The Old Railroad Dam


I was raised by my grandparents in a very small town just out side Fort Smith, Arkansas. Highway 71 was our main street and the only paved road in town.

A gravel road ran along side our house and I used to lay on my tummy under our beautiful Hackberry tree and gaze into the woods just across the road.

I wished with all my might that I could go and explore the woods. My brother had told me such fascinating tales of what lay within them but I was not allowed to go until I was about nine years old and then, only if my grandfather took me.

Iíll never forget the first time he let me tag along. He was going to look for honey bee trees.

We went across the road to a path that led into the woods. My brother told me that the path had once been a road that led to the old rail road dam where there was a deep, dark lake. He said they used to pump water out of the lake into a tower to water the old steam engines. But that was long ago, now the tower lay on the ground in pieces, covered by underbrush. Since it was no longer used, Mother Nature had come in and reclaimed what was hers. He also said, it was the spookiest place he had ever seen.

We walked on the path for what seemed like hours to me. My grandfather often had to remove briers and bramble before we could continue. My brothers story had not prepared me for what I was about to see.

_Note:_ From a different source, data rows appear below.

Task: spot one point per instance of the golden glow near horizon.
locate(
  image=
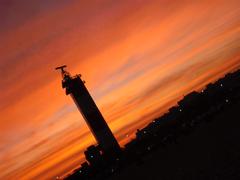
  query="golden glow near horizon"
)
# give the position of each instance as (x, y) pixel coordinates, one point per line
(137, 57)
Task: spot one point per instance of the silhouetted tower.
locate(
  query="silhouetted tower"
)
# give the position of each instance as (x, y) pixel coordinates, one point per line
(98, 126)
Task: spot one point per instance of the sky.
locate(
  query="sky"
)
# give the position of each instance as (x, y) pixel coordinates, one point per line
(138, 58)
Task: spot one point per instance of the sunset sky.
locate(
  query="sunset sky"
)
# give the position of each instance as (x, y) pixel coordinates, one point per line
(138, 58)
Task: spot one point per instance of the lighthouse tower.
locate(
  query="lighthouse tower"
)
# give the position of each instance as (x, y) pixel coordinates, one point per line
(75, 87)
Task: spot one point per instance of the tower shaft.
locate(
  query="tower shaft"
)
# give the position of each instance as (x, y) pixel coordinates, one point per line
(90, 112)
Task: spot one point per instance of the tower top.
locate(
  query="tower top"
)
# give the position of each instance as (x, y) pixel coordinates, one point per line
(63, 72)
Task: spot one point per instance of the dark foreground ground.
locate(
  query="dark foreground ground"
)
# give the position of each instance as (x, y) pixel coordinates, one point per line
(212, 151)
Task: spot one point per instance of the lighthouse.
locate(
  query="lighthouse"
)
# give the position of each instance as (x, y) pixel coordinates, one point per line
(75, 87)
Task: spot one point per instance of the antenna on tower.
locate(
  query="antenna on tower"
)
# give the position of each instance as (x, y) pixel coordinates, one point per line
(63, 72)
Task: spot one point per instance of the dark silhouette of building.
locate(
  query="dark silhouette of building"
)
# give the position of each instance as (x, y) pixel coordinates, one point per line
(107, 143)
(189, 140)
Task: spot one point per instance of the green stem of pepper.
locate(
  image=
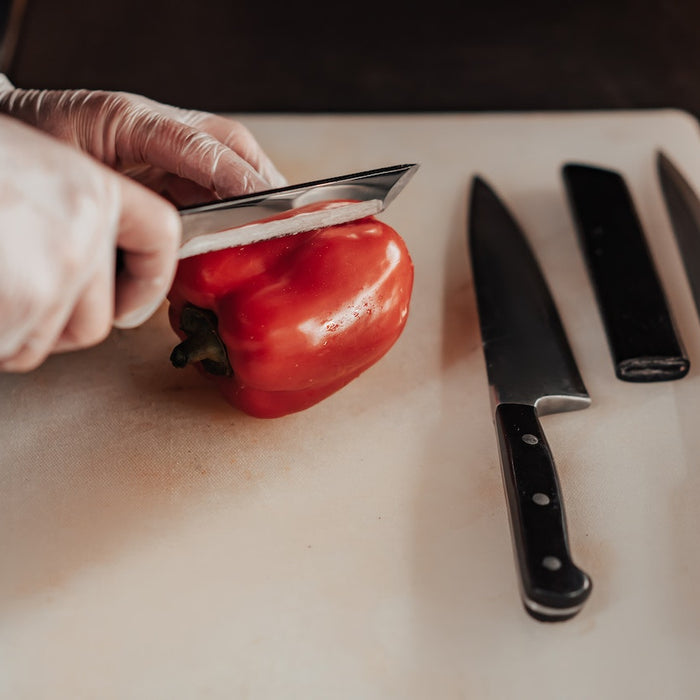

When we got to the lake, I stood there mesmerized. The trees and underbrush were so thick that the sun was not allowed to shine through. It was as if we stood in twilight in another world.

My brother was right about the water, it was very dark. My grandfather said it was because of the minerals from the Sycamore trees that lined the banks. At the far end of the lake, a white mist rose, like ghosts from the past. Lilly pads lined the shores. While I found it just a little spooky myself, I also found it very beautiful and I wanted to stand and look at it forever.

My grandfather had come there on business, however and set about sitting little jar lids with sweet Anise oil in them, around on tree stumps. He said the oil would attract the bees, they would come and collect it then make a bee line to their tree. We could follow them and find their stash. He would return on another day and rob them. Those were his words, rob them. At any rate we all certainly enjoyed his loot.

I picture that lake in my mind often and wonder if it is still there after almost sixty years or if Mother Nature or, perhaps the human race has completely destroyed it.